ZTE est actuellement interrogé par le ministère de la Justice pour corruption. Il s’agit d’une nouvelle enquête qui n’a jamais été signalée auparavant.

L’enquête porte sur des pots-de-vin que la société aurait accordés à des fonctionnaires étrangers pour obtenir des faveurs indues. Les détails des transactions ne sont pas connus.

Le code de conduite de ZTE ne permet pas aux employés de payer ou d’accepter des pots-de-vin partout dans le monde. Cependant, selon un procès récemment déposé, l’entreprise a été accusée de corruption dans plus d’une douzaine de pays, dont le Libéria, le Zimbabwe, l’Algérie et le Kenya.

Selon un document de WikiLeaks, la société a payé des pots-de-vin à des hauts fonctionnaires du Kenya pour remporter un contrat d’équipement de surveillance de téléphone fixe en 2009. L’un des responsables a apparemment reçu 5 000 $ par mois.

En 2016, la société a été bannie du géant des fonds de pension du gouvernement norvégien de l’univers d’investissement en raison du risque de corruption grave. ZTE est l’une des quelque 150 entreprises dont le fonds norvégien n’achètera pas d’actions.
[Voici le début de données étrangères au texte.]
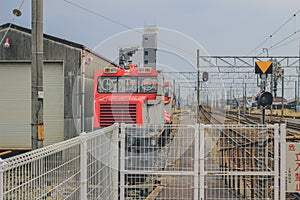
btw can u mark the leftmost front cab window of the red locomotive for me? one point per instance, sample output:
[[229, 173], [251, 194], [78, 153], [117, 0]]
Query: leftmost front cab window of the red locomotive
[[107, 84]]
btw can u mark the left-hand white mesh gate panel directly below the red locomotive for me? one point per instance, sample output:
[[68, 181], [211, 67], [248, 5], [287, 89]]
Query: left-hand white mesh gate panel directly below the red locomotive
[[159, 162]]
Selon une déclaration publiée par ZTE, la société s’est engagée à respecter ses obligations légales et de conformité. Elle affirme que sa principale priorité est de se faire un nom en tant qu’entreprise de confiance sur le marché mondial. L’entreprise est également fière des progrès qu’elle a réalisés jusqu’à présent.

Il convient de noter que la société n’a pas spécifiquement abordé les récentes allégations de corruption dans sa déclaration. Cependant, il a déclaré qu’il ne serait pas approprié qu’il divulgue davantage d’informations.
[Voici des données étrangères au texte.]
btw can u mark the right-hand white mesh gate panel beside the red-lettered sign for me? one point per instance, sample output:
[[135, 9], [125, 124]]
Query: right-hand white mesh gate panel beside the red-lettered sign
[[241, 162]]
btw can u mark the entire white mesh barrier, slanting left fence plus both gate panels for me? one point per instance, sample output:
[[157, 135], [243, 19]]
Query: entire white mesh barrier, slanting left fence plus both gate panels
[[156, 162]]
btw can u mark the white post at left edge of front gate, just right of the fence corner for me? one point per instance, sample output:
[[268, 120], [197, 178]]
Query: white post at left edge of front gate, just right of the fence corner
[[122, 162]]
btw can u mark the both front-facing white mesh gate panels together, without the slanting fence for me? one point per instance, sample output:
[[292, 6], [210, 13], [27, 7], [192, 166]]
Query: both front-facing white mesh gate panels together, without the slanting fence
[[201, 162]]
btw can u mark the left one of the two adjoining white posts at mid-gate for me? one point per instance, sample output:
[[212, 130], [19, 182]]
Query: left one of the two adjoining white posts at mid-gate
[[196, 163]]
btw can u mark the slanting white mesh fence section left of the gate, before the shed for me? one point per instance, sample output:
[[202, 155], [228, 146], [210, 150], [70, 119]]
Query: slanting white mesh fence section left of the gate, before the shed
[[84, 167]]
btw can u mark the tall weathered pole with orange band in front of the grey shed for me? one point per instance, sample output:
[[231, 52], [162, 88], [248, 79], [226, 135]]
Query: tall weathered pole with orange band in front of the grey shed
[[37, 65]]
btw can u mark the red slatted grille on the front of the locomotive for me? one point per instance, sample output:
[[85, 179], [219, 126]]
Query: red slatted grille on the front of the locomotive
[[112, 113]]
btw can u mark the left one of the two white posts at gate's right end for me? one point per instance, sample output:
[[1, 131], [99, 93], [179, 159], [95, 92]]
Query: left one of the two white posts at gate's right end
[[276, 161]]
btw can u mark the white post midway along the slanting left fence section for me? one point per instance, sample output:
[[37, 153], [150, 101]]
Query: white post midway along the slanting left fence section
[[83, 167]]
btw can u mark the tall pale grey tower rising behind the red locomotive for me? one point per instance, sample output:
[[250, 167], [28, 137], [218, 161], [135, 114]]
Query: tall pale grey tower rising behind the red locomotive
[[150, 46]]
ZTE n’est toujours pas clair après tout

La nouvelle enquête n’aurait pas pu arriver à un pire moment pour le géant chinois. Il y a trois ans, la société avait admis avoir échappé aux sanctions américaines contre la Corée du Nord et l’Iran.

Tout récemment, la période de probation imposée aux entreprises dans le cadre de l’accord de plaidoyer de mars 2017 avec le ministère de la Justice a pris fin. ZTE avait accepté de payer 1,19 milliard de dollars en vertu de l’accord.

Dans le cadre de l’accord sur le plaidoyer, un contrôleur a également été affecté à l’entreprise pour évaluer la conformité. Cependant, aucun des rapports périodiques n’a été rendu public.

La surveillance devait prendre fin en 2020. Cependant, elle a été prolongée après qu’il a été découvert que ZTE avait violé la probation.

Selon le Département du commerce, la société chinoise a menti sur la sanction des employés impliqués dans l’expédition illégale d’articles fabriqués aux États-Unis en Iran.

Ainsi, le moniteur actuel, James M. Stanton, continuera son rôle jusqu’en 2022.

ZTE dépend des États-Unis pour fabriquer des smartphones et des équipements réseau

ZTE est le deuxième fabricant d’équipements de télécommunications en Chine. Il utilise des composants américains pour fabriquer des smartphones et des équipements de mise en réseau.

Bien que la société ait son siège en Chine, sa filiale américaine se trouve au Texas. Le fabricant a également des liens étroits avec le gouvernement communiste chinois.

Tout récemment, le président Donald Trump a interdit aux transporteurs d’utiliser des subventions pour acheter des équipements de réseau à ZTE. Huawei et d’autres sociétés considérées comme une menace pour la sécurité nationale figuraient également sur la liste.

Le Sénat américain a également récemment approuvé la loi sur les réseaux de télécommunications sécurisés et sécurisés, permettant aux petites entreprises de télécommunications rurales de déchirer et de remplacer le matériel ZTE et Huawei existant. Un fonds d’un milliard de dollars a été créé pour aider ces entreprises à remplacer l’équipement actuel.